AUTHOR CONTRIBUTIONS
MP, RC, CL, JAV, JT-S and RR conceived and designed the study. JAV, SR-F, MN and KC-P performed wastewater processing and viral analysis, AL-O and JT-S performed statistical models and data analysis, SL managed and analyzed data, BKR-J assisted in the study design and analysis, AA assessed in data collection, AC supervised the wastewater analysis, MCV assessed in wastewater sampling, GB and MP supervised the microbiology team, MP, JAV, RC, RR and JT-S wrote the manuscript. MP and RC supervised the team and coordinated all tasks.
COMPETING INTERESTS
The authors declare that they have no known competing financial interests or personal relationships that could have appeared to influence the work reported in this paper.
DATA AVAILABILITY
The authors declare that all data supporting the findings of this study are available within the article and Supplementary Information files, and also are available from the corresponding authors on reasonable request.
6. ACKNOWLEDGEMENTS
Authors would like to give special thanks to the Board of Directors from EDAR Bens.
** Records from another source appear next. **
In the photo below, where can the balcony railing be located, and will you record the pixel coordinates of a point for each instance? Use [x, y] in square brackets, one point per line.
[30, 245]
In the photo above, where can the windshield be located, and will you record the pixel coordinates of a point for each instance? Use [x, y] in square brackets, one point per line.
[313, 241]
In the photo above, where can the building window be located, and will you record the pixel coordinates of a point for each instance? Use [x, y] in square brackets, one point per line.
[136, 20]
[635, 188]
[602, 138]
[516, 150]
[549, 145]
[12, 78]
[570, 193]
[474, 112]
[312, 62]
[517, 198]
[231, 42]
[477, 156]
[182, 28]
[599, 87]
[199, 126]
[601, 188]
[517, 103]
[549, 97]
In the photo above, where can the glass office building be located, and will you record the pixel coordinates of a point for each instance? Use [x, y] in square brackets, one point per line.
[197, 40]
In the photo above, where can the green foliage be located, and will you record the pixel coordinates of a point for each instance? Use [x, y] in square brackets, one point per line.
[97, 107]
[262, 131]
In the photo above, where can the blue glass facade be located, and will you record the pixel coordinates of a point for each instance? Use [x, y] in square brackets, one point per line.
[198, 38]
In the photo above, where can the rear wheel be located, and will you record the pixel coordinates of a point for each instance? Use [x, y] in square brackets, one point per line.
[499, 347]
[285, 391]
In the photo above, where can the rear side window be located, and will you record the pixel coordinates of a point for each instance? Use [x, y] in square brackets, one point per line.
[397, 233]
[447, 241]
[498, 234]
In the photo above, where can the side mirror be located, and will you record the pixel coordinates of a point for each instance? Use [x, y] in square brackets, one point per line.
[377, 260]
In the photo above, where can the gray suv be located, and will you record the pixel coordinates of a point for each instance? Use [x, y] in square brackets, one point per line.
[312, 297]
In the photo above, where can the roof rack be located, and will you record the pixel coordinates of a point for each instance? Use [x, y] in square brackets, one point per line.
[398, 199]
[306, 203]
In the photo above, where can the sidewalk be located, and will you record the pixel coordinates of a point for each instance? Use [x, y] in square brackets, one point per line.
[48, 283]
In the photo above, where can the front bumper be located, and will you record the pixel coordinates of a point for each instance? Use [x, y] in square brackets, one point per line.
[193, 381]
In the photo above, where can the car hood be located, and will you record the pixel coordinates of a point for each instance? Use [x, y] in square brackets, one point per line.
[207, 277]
Also, we would like to thank Fernanda Rodríguez from the Research Support Services (SAI) at the University of A Coruña, Laura Larriba, from SERGAS, who helped in samples and data collection in CHUAC, Francisco Pérez, Javier Fernández and Cristina Rodríguez from Cadaqua, for their help in sample collection at WWTP Bens, Andrés Paz-Ares and Xurxo Hervada, from SERGAS, who provided the anonymized patient database, Amalia Jácome, Ana López-Cheda, Rebeca Peláez and Wende Safari, from CITIC at UDC, who processed that database to produce the epidemiological series at the municipality level, and Fiona Veira McTiernan, for editing. Finally, we would like to acknowledge the NORMAN European Network for ‘Collaboration in the time of Covid19’.